I'm wondering if the author ever tried one of the many neovim distributions, which solve a lot of the problem they're describing. All of the plugins and integrations necessary are already set up to create a nice fully featured IDE-style environment. E.g. LazyVim, AstroVim or NvChad

After years of using Vim as a keyboard assassin, then Neovim (with a custom config initially based on kickstart.nvim), about a month ago I started using LazyVim. After test-driving the default config for just a few hours, I found myself nodding my head and saying to myself, "Yes, this is the way."

I had seen some of the other "Neovim as IDE" projects but after looking at them carefully, I decided that LazyVim is generally the most polished one out there. Folke deserves a lot of credit.

The breakthrough for me was realising that it's a totally acceptable tradeoff to let other developers who know what they're doing, keep up with the bleeding edge plugin scene, and have generally good opinions make decisions about configuration so I can get real work done and not spend time getting bogged down in ricing and config files.

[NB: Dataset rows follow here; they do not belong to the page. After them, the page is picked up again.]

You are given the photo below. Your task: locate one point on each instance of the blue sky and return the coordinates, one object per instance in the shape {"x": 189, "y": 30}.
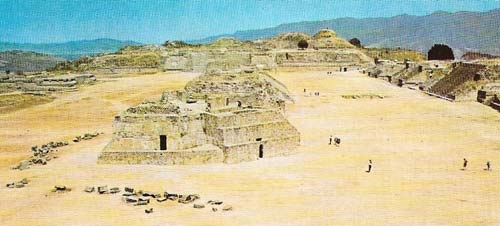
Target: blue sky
{"x": 154, "y": 21}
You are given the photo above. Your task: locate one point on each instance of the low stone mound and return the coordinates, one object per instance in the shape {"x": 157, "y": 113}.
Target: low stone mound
{"x": 293, "y": 36}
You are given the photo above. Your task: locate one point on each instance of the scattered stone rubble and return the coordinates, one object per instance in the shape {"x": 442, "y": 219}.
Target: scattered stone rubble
{"x": 144, "y": 198}
{"x": 61, "y": 189}
{"x": 18, "y": 184}
{"x": 44, "y": 153}
{"x": 87, "y": 136}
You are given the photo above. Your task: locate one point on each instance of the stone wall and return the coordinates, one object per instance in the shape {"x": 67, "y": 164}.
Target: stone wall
{"x": 183, "y": 157}
{"x": 142, "y": 132}
{"x": 271, "y": 148}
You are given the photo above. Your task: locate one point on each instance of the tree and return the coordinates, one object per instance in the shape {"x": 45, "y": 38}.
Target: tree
{"x": 355, "y": 42}
{"x": 440, "y": 52}
{"x": 303, "y": 44}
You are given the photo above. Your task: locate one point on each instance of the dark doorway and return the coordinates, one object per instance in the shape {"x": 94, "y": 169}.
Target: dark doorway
{"x": 163, "y": 142}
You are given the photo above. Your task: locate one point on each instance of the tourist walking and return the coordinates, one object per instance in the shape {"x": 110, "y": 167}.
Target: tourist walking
{"x": 337, "y": 141}
{"x": 369, "y": 166}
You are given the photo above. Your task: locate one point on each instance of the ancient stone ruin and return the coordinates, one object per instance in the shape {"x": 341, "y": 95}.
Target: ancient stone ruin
{"x": 230, "y": 117}
{"x": 325, "y": 49}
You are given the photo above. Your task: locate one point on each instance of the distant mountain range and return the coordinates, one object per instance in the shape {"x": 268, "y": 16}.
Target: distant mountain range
{"x": 70, "y": 50}
{"x": 17, "y": 60}
{"x": 463, "y": 31}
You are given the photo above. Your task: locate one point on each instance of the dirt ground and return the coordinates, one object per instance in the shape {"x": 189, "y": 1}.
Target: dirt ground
{"x": 416, "y": 143}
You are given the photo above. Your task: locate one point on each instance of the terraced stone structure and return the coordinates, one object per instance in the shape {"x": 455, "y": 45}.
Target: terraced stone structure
{"x": 326, "y": 49}
{"x": 225, "y": 117}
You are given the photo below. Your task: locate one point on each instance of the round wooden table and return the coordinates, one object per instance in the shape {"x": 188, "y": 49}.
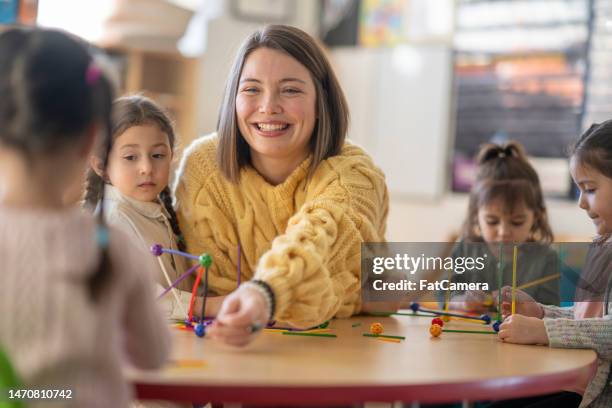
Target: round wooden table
{"x": 282, "y": 369}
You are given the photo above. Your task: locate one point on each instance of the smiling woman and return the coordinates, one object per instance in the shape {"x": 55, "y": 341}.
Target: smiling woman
{"x": 280, "y": 180}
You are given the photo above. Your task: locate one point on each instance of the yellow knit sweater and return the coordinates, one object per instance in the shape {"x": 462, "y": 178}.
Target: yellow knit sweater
{"x": 301, "y": 237}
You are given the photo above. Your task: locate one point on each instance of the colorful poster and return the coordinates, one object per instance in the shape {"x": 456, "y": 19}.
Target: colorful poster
{"x": 383, "y": 22}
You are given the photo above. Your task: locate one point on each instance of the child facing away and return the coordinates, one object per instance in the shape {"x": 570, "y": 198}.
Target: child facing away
{"x": 134, "y": 184}
{"x": 73, "y": 299}
{"x": 587, "y": 324}
{"x": 506, "y": 208}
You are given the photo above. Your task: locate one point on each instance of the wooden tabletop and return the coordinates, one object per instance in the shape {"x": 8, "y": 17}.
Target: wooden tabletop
{"x": 281, "y": 369}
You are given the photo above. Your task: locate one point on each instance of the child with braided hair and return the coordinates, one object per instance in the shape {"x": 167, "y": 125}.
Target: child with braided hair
{"x": 137, "y": 198}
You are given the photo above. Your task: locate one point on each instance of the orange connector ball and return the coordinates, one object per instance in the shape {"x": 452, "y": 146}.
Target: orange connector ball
{"x": 435, "y": 330}
{"x": 376, "y": 328}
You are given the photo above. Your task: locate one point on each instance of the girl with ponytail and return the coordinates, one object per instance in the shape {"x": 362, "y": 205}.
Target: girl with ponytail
{"x": 132, "y": 173}
{"x": 506, "y": 209}
{"x": 74, "y": 300}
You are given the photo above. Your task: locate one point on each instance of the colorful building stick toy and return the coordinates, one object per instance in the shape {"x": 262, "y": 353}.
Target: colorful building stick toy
{"x": 204, "y": 263}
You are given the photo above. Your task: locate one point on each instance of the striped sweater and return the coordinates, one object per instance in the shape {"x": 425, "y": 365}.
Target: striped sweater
{"x": 564, "y": 330}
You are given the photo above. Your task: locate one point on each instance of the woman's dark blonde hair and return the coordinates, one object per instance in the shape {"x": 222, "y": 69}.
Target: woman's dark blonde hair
{"x": 504, "y": 174}
{"x": 130, "y": 111}
{"x": 332, "y": 114}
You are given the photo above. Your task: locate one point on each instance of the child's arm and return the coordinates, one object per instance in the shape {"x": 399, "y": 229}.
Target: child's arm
{"x": 592, "y": 333}
{"x": 147, "y": 338}
{"x": 179, "y": 310}
{"x": 556, "y": 312}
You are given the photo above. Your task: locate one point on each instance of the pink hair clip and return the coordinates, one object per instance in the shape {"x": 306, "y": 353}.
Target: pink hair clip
{"x": 92, "y": 74}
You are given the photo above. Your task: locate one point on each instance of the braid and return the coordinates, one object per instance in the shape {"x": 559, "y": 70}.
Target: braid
{"x": 94, "y": 190}
{"x": 166, "y": 198}
{"x": 100, "y": 277}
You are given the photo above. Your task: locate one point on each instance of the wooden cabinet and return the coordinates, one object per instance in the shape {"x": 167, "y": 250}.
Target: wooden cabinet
{"x": 165, "y": 76}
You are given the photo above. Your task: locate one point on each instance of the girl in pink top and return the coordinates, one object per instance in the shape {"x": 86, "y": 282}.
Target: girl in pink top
{"x": 74, "y": 303}
{"x": 588, "y": 324}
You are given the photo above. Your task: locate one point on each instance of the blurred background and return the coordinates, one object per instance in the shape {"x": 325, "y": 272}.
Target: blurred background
{"x": 427, "y": 81}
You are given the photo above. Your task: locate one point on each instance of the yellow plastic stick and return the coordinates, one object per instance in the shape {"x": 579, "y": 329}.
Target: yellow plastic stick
{"x": 514, "y": 282}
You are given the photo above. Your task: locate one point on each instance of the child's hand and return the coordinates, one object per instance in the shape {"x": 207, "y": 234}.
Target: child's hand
{"x": 241, "y": 312}
{"x": 525, "y": 304}
{"x": 521, "y": 329}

  • I tries LazyVim, but on every startup it nags me about version updates, and :x somehow takes 2-3 seconds extra as well. I don't live in the editor; vim is only useful to me if it starts up and quits instantly.

    • You can disable the update checker with a very simple config change.[0]

      As for :x being slow, I'm not sure what that might be, it certainly isn't the case for me, it quits instantly. Try asking around in their support channels?

      [0]: https://www.lazyvim.org/configuration/lazy.nvim (look for "checker" field)

    • It sounds like you don't have lazy loading enabled. No way it should take that long to start up, and version updates shouldn't be that frequent.

      2 replies →

  • Agreed. I use to switch on and off between vim, neovim and VS Code vim-keybindings until I found AstroVim. When I use AstroVim, I can modify what little I need to knowing the base and foundation is taken care of and I can focus on what matters.

The article specifically mentions following chris@machine, so I would assume that LunarVim was on their radar. But I agree, it seems odd that it wasn't mentioned in the article.

There is also spacevim, which is what I use for remotes when remoting with Zed breaks(which is still quite often at the moment).